A single day in a dry atmosphere will complete the drying-out. When carrying dried meat, pack it in a bag of open weave. Do not wrap or pack in cellophane or plastic, otherwise the meat will “sweat” and mildew.

Sun-dried or smoked meat will keep indefinitely and retain its original nutritive food value. You can cook it in a stew, use it for broth, or eat it raw. If well smoked, it is very palatable eaten raw. When using for a stew, it is advisable to soak for an hour or two.

PEMMICAN

This is simply sun-dried meat powdered. It may be mixed with fat in cool climates. Pemmican will keep very well, and can be eaten raw, or soaked and made into hamburgers or stews.

DRYING AND WEIGHT

These simple methods of preserving flesh effect a considerable reduction in weight, simply because the excess moisture has been removed.

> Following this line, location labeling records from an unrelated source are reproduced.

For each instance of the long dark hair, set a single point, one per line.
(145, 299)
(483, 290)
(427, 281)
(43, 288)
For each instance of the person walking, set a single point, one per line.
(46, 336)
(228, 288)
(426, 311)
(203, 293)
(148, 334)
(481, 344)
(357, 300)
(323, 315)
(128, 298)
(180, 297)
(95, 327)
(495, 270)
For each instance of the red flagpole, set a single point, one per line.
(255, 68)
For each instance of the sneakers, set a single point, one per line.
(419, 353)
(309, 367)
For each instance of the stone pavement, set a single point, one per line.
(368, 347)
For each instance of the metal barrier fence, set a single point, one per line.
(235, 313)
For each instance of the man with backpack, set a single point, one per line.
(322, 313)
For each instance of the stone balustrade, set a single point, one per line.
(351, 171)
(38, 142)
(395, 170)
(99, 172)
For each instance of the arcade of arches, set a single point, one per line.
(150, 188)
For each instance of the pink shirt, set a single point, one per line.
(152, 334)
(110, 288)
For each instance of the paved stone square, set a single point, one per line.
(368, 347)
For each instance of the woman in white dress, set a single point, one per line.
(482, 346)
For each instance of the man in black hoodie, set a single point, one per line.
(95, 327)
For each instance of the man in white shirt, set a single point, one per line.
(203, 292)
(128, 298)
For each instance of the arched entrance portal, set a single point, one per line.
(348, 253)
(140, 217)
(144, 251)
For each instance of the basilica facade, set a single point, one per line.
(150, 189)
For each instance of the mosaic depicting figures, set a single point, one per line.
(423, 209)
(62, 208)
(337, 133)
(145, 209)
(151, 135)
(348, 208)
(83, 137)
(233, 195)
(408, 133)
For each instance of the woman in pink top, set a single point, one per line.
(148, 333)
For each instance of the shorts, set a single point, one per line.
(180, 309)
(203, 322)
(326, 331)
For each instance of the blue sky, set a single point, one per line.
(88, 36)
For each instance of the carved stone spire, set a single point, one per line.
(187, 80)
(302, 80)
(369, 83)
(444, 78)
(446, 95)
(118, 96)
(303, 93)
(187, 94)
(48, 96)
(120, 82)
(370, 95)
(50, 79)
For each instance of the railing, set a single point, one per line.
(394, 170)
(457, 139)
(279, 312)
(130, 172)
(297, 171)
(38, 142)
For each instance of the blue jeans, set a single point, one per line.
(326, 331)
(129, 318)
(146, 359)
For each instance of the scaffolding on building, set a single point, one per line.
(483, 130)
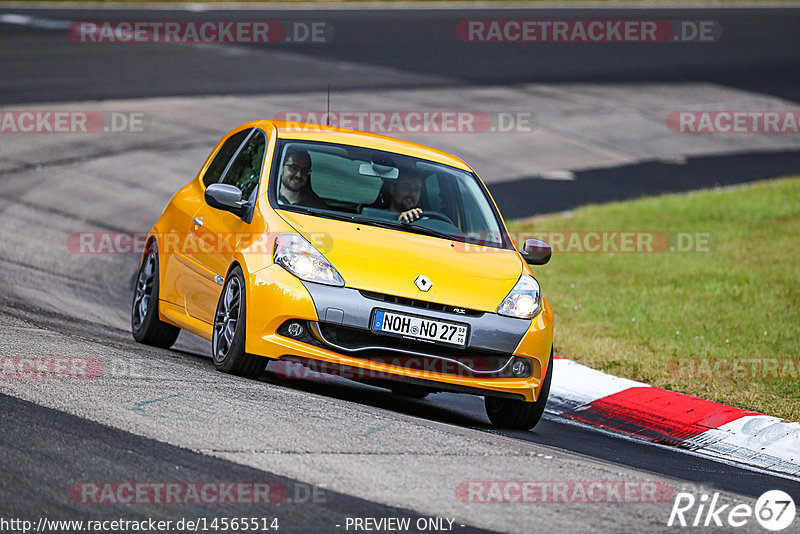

This is important to the traveller who goes through the bush on foot. About six ounces of dried fish or meat is equivalent to one pound of fresh meat. There is also a corresponding reduction in volume.

DRIED FISH (Edible Fish)

The fillets of fish which it is known are safe to eat may be sun-dried in a similar manner to meat. With fish it is essential to dry quickly, and, if the day is not hot and dry, then smoke thoroughly over the fire. If the flesh is flaky and cannot be cut into strips, heat flat smooth stones and lay the slices of flesh on these, and place in the sun to dry out thoroughly. Turn the slices frequently. Fish meat is easily powdered into fish pemmican, and can be cooked either by making into fish cakes, or by soaking, if in strips, and then frying in batter.